Sacci noted that the BCI stood 7.8 points above its March 2025 level, with the index averaging 132.4 in the first quarter of 2026 compared to 123.1 in the same period last year.

The latest dip follows a mixed start to the year, with the index edging down by 1.8 points in January before rebounding to 134.6 in February.

Sacci attributed the March decline largely to external pressures linked to the ongoing conflict in the Middle East, which has contributed to increased volatility in key economic indicators.

“Between February and March 2026 (month-on-month) the decline in the BCI was mainly the result of a more volatile and weaker rand exchange rate, lower share prices on the JSE, the lower global price of precious metals, and decreased volumes of merchandise imports,” said Sacci.

The Chamber added that these developments were primarily driven by exogenous shocks stemming from the war in the Middle East, particularly its impact on global energy markets.

However, some positive factors helped cushion the overall decline. Increased new vehicle sales, a rise in overseas tourism, and lower inflation provided support to business sentiment during the month.

On a year-on-year basis, Sacci highlighted several contributors to improved confidence, including stronger inbound tourism, higher precious metal prices, increased vehicle sales, and gains in JSE all-share prices.

At the same time, the organisation flagged ongoing risks facing businesses in 2026, including weaker foreign trade volumes, subdued retail activity, higher energy costs, sluggish manufacturing output, and declining real values of building plans approved.

Sacci said the global economy in March was significantly affected by the Middle East conflict, particularly through its impact on crude oil supply and pricing.
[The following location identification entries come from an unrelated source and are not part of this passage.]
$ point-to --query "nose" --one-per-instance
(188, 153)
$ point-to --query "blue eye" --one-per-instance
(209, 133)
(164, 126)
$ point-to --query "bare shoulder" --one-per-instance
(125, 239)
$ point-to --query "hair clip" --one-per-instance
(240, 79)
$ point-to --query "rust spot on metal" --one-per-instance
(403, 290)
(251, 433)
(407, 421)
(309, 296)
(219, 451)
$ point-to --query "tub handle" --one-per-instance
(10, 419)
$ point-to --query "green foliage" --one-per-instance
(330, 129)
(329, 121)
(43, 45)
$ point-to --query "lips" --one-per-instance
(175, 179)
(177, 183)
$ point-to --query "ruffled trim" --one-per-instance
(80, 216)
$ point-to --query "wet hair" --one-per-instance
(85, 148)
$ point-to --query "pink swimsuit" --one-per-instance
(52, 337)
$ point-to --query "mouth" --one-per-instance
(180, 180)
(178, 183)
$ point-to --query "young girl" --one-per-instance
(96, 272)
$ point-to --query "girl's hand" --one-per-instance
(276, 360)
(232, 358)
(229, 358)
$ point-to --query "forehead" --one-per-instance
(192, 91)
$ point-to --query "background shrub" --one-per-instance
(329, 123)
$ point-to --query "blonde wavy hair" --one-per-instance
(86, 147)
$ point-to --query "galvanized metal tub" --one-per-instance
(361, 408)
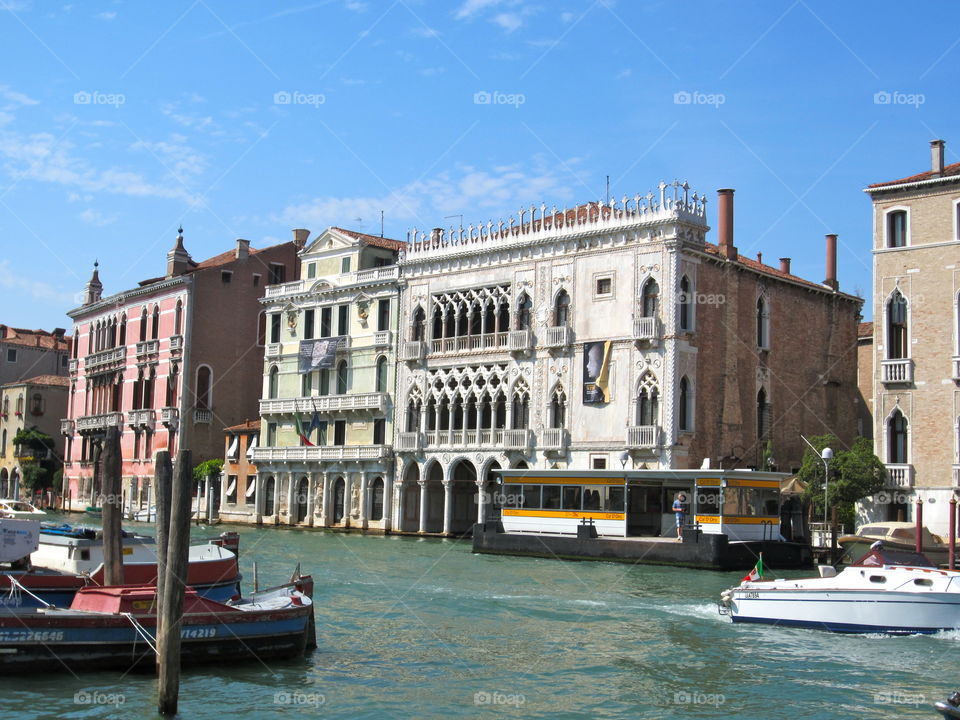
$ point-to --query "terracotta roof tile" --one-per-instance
(948, 171)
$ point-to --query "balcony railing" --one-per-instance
(93, 423)
(554, 439)
(141, 418)
(169, 416)
(559, 336)
(325, 453)
(519, 340)
(646, 329)
(105, 357)
(469, 343)
(413, 350)
(643, 437)
(409, 442)
(325, 403)
(899, 475)
(897, 371)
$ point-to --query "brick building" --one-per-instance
(170, 362)
(916, 341)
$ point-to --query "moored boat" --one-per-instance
(886, 591)
(115, 628)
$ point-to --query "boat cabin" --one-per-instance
(743, 504)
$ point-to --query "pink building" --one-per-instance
(170, 362)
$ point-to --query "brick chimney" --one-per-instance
(300, 236)
(936, 156)
(831, 280)
(725, 223)
(243, 249)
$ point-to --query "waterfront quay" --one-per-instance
(423, 628)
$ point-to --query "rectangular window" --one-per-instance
(325, 315)
(275, 321)
(308, 323)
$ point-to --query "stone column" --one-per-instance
(447, 506)
(423, 504)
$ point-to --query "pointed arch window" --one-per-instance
(897, 335)
(897, 442)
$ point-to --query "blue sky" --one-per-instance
(121, 120)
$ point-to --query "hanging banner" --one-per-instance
(596, 372)
(317, 354)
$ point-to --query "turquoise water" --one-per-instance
(418, 628)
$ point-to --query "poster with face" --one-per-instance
(596, 360)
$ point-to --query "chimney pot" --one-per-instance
(725, 222)
(936, 156)
(831, 280)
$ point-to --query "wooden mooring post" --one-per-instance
(171, 607)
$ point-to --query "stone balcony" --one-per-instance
(899, 475)
(336, 453)
(375, 402)
(643, 437)
(142, 418)
(413, 350)
(98, 423)
(896, 372)
(555, 439)
(646, 329)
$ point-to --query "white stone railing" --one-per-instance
(325, 403)
(643, 437)
(320, 453)
(646, 329)
(897, 371)
(559, 336)
(899, 475)
(673, 202)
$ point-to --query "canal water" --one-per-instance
(422, 628)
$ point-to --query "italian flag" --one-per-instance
(304, 438)
(756, 573)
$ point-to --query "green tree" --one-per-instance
(854, 474)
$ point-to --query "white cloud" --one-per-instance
(96, 218)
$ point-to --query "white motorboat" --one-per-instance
(20, 509)
(884, 592)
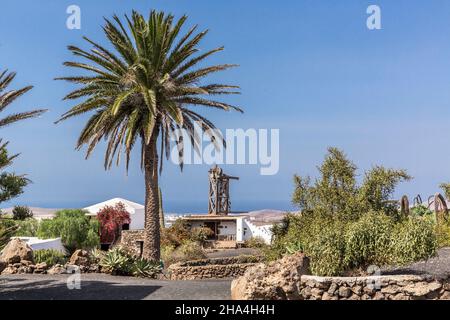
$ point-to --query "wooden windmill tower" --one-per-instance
(219, 192)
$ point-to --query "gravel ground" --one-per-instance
(438, 266)
(104, 287)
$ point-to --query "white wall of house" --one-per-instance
(137, 219)
(41, 244)
(136, 211)
(227, 228)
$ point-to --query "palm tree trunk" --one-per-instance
(151, 249)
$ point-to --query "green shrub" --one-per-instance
(22, 213)
(96, 255)
(145, 268)
(27, 228)
(367, 241)
(117, 261)
(76, 229)
(413, 240)
(421, 211)
(6, 232)
(49, 256)
(188, 251)
(200, 234)
(326, 250)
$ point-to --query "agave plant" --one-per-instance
(146, 268)
(117, 261)
(144, 90)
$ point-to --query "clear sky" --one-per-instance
(309, 68)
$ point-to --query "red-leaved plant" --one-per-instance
(112, 218)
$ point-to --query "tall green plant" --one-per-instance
(143, 90)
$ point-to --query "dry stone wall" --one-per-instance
(218, 268)
(289, 279)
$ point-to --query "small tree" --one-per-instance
(112, 218)
(336, 192)
(76, 229)
(11, 185)
(22, 213)
(378, 187)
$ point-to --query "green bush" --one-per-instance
(188, 251)
(368, 240)
(22, 213)
(49, 256)
(76, 229)
(145, 268)
(413, 240)
(326, 250)
(421, 211)
(117, 261)
(6, 232)
(335, 246)
(27, 228)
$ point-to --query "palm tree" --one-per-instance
(11, 185)
(144, 90)
(6, 98)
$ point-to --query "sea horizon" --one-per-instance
(170, 207)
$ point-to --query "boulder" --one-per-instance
(276, 281)
(80, 258)
(15, 251)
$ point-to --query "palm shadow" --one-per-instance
(58, 290)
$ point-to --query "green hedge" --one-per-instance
(335, 247)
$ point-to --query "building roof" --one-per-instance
(130, 206)
(203, 217)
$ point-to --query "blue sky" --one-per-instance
(309, 68)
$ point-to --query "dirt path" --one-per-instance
(104, 287)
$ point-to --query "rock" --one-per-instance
(357, 290)
(344, 292)
(9, 270)
(26, 263)
(277, 281)
(332, 289)
(41, 266)
(80, 258)
(421, 289)
(15, 251)
(400, 296)
(56, 269)
(378, 296)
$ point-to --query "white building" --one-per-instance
(230, 230)
(136, 210)
(43, 244)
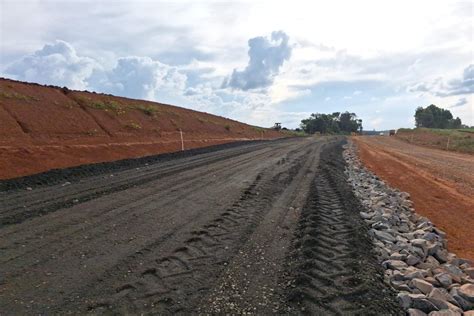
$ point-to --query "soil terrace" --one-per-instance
(46, 127)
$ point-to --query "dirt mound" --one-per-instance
(440, 183)
(45, 127)
(461, 140)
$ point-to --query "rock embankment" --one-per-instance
(429, 279)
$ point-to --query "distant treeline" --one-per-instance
(335, 123)
(435, 117)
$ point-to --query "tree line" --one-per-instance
(435, 117)
(335, 123)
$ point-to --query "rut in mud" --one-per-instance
(221, 231)
(334, 271)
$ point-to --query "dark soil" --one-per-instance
(333, 269)
(209, 232)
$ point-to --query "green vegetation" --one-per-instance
(435, 117)
(335, 123)
(149, 110)
(105, 105)
(461, 140)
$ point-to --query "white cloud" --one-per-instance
(266, 56)
(55, 64)
(139, 77)
(191, 46)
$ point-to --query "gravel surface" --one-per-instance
(413, 251)
(260, 228)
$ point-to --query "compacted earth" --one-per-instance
(261, 228)
(441, 184)
(46, 127)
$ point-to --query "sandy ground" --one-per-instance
(441, 184)
(262, 228)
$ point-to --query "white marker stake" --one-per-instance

While South Africa has been somewhat cushioned by elevated precious metal prices and a relatively resilient rand, the broader economic effects remain a concern.

The Chamber said that the exceptional increase in business confidence towards the year-end in 2025 and into the 1st quarter of 2026 presents an important opportunity to convert positive business sentiment into real economic activity.

“South Africa is in the fortunate situation that its business sentiment is to some degree hedged against unique negative events. This benefit may however create a false impression where the real economy shows signs of stagnation,” it said.

Economists echoed these concerns, noting that the index is beginning to reflect early signs of global economic strain.

Prof Raymond Parsons, economist at the North-West University Business School, said the BCI is capturing the initial negative effects of the global energy crisis linked to the Middle East conflict.

“On the positive side, the initial setback to business sentiment may well be temporary, and the economy nonetheless also has resilience to draw upon in adjusting to current external economic shocks,” he said.

Parsons added that uncertainty around growth and inflation has increased, with future confidence likely to depend on how long the conflict persists, potential interest rate decisions by the South African Reserve Bank, and government interventions to ease cost-of-living pressures.

“It will also be influenced by whatever supportive measures are introduced by the recently appointed Ministerial task team to mitigate the negative impact on the cost of living, fuel and food security.”

Professor Waldo Krugell, a North West University Business School economist, said the latest data represents some of the first clear signs of negative global developments feeding into domestic indicators.

“The impact of the US and Israel's war with Iran first hit the exchange rate, JSE and oil prices and that shows in the index,” Krugell said.

“The second-round impacts on the cost of imported products and inflation in South Africa more broadly, are still in the pipeline. It shows that we cannot escape the consequences of global events.”

Meanwhile, Unisa economist Dr Eliphas Ndou warned that weakening confidence could undermine recent macroeconomic gains.

“The index will remain susceptible and increasingly sensitive to uncertainty linked to oil price developments in the Middle East, marginal inflationary pressure and a weaker exchange rate,” Ndou said.

“The index, as a leading indicator of economic activity, points to an impending slowdown in economic growth.”